Remotely Managing Operation, Data Collection and processing in Modern Automated ET Networks

Friday, 19 December 2014
David Johnson1, Liukang Xu1, Jiahong Li1, Guofu Yuan2, Xiaomin Sun2, Zhilin Zhu2, Xinzhai Tang2, Michael Velgersdyk1, Kevin Beaty1, Gerardo Fratini1, James C Kathilankal3 and George G Burba1, (1)LI-COR Biosciences, Lincoln, NE, United States, (2)Institute of Geographic Sciences and Natural Resources Research, Chinese Academy of Sciences, Key Laboratory of Ecosystem Network Observation and Modeling, Beijing, China, (3)LI-COR Inc, Lincoln, NE, United States
The significant increase in overall data generation and available computing power in the recent years has greatly improved spatial and temporal data coverage of evapotranspiration (ET) measurements on multiple scales, ranging from a single station to continental scale ET networks. With the increased number of ET stations and increased amount of data flowing from each station, modern tools are needed to effectively and efficiently handle the entire infrastructure (hardware, software and data management). These tools can automate key stages of ET network operation, remotely providing real-time ET rates and alerts for the health of the instruments. This can help maximize time dedicated to answering research questions, rather than to station management. This year, the Chinese Ecosystem Research Network (CERN) within the Chinese Academy of Sciences implemented a large-scale 27-station national ET network across China to measure and understand the water cycle from a variety of ecosystems.
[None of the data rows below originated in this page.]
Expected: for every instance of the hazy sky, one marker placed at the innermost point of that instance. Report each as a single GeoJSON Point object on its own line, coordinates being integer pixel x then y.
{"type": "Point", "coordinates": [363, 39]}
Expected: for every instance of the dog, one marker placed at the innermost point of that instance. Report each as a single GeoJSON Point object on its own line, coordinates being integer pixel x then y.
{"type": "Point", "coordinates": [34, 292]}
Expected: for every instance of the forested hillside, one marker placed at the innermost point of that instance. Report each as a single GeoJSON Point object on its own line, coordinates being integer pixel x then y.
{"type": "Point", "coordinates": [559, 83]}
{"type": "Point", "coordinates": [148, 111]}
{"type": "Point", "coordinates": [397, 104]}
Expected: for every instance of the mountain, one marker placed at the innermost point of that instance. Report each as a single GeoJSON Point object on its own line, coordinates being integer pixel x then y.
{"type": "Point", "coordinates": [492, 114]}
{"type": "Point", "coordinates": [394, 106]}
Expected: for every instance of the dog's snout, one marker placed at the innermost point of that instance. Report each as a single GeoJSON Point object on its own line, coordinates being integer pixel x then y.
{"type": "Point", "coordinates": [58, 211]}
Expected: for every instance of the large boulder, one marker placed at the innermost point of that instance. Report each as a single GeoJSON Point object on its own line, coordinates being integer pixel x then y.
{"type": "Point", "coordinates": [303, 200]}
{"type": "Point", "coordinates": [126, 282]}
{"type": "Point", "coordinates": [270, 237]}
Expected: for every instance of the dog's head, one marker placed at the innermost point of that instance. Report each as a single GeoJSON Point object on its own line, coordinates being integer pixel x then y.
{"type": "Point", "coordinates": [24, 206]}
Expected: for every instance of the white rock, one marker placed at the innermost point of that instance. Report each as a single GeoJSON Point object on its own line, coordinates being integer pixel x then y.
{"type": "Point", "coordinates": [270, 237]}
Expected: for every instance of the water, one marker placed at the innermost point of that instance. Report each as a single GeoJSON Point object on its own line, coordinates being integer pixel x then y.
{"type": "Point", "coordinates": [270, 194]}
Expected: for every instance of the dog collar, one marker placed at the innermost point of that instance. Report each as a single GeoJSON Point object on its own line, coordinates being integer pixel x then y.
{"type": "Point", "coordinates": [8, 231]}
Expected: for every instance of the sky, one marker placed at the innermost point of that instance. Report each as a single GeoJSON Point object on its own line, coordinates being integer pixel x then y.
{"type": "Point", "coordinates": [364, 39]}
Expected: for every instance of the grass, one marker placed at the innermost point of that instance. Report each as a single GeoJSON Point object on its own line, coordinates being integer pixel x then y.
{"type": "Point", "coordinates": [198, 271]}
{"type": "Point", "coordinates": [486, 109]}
It includes automated eddy covariance systems, on-site flux computations, wireless communication, and a network server for system, data, and user management. This presentation will discuss the latest information on the CERN network, methods and hardware for ET measurements, tools for automated data collection, data processing and quality control, and data transport and management of the multiple stations. This system description is beneficial for individuals and institutions interested in setting up or modifying present ET networks consisting of single or multiple stations spread over geographic locations ranging from single field site or watershed to national or continental scale.